Tuesday, 14 January 2014

Katie’s Last Day in Egypt

It was Katie’s last day in Egypt.

Le sad face.

I am going to miss her times a thousand. She has been my main partner in crime here.

Now I’ll just have to rely on rat #2 ;)

Juuuust kidding, love you Emsies!

Lunch at Grand Café on the Nile River

We have already done all of the big things that there are to do in and around Cairo: we’ve seen the pyramids, gone on a felucca ride, been to the markets and a couple different areas in old Cairo, so we decided to just kind of take it easy for Katie’s last day here.

We went to Corniche, the road that runs along the Nile River, and ended up going for lunch and Grand Café which overlooks the Nile.

We had a delicious lunch – we are a bit obsessed with the Greek salads here – and enjoyed some shisha as the felucca’s drifted by. The perfect way to spend the afternoon :)

Referendum on the New Constitution

Today also happened to be the first day of voting on the new constitution in Egypt. There is a bit of controversy around the vote since it is essentially voting on whether or not people agree with the military removing Morsi from power and naming the Muslim Brotherhood a terrorist organization.

The entire country has been bombarded with media supporting the ‘YES!’ to the referendum on the New Constitution. I have heard a lot of people talk about the referendum, and it seem like no two people think the same way: some are avid supporters of the YES vote, mostly people who just  want their lives to go back to ‘normal’ or how it was pre-revolution, others said they obstained from voting since they didn’t think that their vote would make a difference or because they didn’t think that it was a fair referendum, and barely anyone would vote NO – I heard that military had been given ‘shoot when needed’ orders, since a NO vote was associated with the Muslim Brotherhood.

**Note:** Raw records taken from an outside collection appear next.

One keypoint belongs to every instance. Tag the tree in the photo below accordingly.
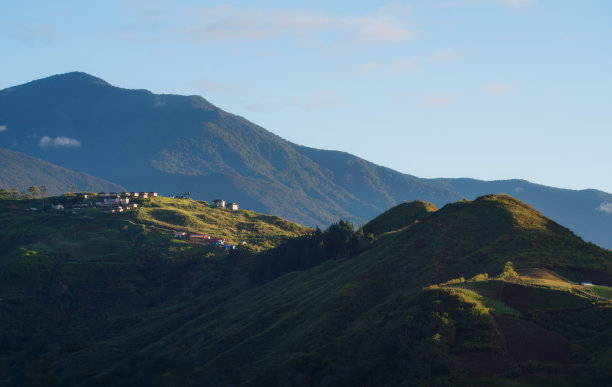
(33, 191)
(509, 274)
(43, 193)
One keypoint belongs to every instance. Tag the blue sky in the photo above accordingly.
(490, 89)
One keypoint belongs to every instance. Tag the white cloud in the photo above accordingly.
(434, 101)
(605, 207)
(497, 89)
(513, 3)
(241, 23)
(33, 32)
(322, 100)
(403, 66)
(366, 68)
(442, 56)
(46, 141)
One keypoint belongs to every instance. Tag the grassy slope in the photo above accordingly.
(68, 281)
(22, 171)
(365, 319)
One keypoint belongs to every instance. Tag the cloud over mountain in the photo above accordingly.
(46, 141)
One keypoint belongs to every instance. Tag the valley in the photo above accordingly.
(418, 295)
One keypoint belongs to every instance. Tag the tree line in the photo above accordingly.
(339, 241)
(33, 192)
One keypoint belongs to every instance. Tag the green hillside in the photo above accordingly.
(172, 144)
(21, 171)
(332, 307)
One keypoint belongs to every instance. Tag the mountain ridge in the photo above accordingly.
(21, 171)
(379, 314)
(173, 144)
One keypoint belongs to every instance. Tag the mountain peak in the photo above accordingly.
(79, 76)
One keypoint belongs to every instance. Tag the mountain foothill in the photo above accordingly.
(171, 144)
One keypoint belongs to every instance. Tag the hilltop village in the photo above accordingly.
(114, 202)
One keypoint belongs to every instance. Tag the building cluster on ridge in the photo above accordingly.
(221, 204)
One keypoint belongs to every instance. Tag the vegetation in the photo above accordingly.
(113, 299)
(21, 172)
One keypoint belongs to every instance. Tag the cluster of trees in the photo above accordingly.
(339, 241)
(33, 192)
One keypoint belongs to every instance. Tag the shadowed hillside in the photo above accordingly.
(366, 311)
(21, 171)
(172, 144)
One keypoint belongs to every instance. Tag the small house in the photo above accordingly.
(111, 200)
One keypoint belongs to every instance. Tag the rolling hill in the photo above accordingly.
(172, 144)
(387, 310)
(21, 171)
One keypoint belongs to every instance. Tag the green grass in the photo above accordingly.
(184, 319)
(601, 291)
(482, 303)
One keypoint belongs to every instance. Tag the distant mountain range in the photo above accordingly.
(173, 144)
(21, 171)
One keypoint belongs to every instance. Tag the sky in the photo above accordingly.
(489, 89)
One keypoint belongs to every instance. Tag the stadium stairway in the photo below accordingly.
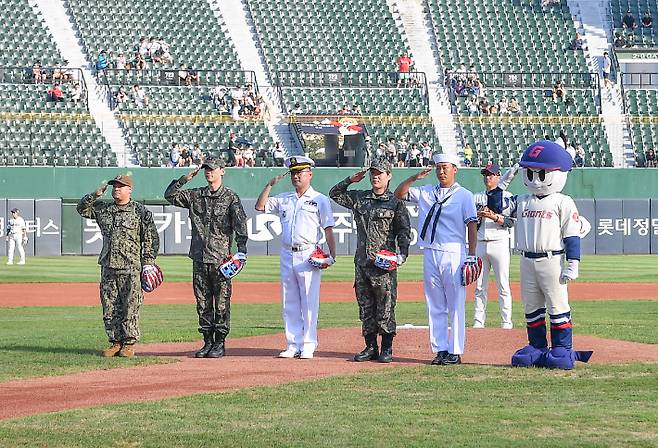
(58, 22)
(594, 25)
(242, 32)
(413, 22)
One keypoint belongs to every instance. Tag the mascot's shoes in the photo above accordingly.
(127, 351)
(440, 356)
(111, 351)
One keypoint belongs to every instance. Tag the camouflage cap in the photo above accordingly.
(381, 164)
(213, 163)
(122, 179)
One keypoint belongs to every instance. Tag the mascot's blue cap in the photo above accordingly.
(547, 155)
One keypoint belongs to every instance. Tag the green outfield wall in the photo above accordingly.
(71, 183)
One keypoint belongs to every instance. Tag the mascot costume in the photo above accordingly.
(548, 233)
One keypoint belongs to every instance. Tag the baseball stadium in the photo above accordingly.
(200, 150)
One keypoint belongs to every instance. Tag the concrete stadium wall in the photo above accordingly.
(71, 183)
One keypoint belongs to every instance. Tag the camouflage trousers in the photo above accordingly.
(376, 294)
(121, 298)
(213, 298)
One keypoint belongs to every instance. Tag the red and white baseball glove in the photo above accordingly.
(387, 260)
(320, 259)
(471, 269)
(151, 277)
(233, 265)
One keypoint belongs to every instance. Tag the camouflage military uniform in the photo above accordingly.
(130, 240)
(216, 217)
(380, 221)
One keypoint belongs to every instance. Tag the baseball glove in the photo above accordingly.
(233, 265)
(471, 269)
(151, 277)
(320, 259)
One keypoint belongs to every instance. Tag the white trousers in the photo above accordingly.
(446, 300)
(541, 287)
(15, 241)
(300, 297)
(494, 254)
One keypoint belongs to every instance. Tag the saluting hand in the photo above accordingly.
(276, 179)
(100, 190)
(189, 176)
(358, 176)
(422, 174)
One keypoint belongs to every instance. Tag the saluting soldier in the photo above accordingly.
(130, 245)
(218, 219)
(383, 224)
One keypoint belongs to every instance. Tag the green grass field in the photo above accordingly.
(594, 405)
(593, 268)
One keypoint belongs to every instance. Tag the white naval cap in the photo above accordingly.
(445, 158)
(298, 163)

Anyway, like ridiculous tourists, we decided to go out for a nice dinner with a bunch of people in order to send Katie off in style. Our taxi driver had no idea where he was going, and ended up dropping us off at one of the polling stations in Ma’adi. We got out of the taxi and thought that there was a lot of commotion going on and then I spotted the polling station. We started moving pretty quickly in the opposite direction, just in case anything started to happen.

We found someone who spoke English and asked what was going on, and whether it was okay for us to be walking around. The lady said “You know, its election night in Egypt, so there is just a lot of commotion today. It is not safe to be on the street.” We kind of freaked out a bit and asked her if we should just give up our search for the restaurant and grab a taxi home, and whether she thought it was safe for us. “Pfft this is Ma’adi. No worries”

That made us feel much better ;)

Dinner at Bau Khao

After a couple of wrong turns, we ended up finding our destination: Bau Khao, arguably one of the best Korean restaurants in Ma’adi.

I had the spicy ginger chicken with rice. So delicious.

Definitely check it out if you are in the area!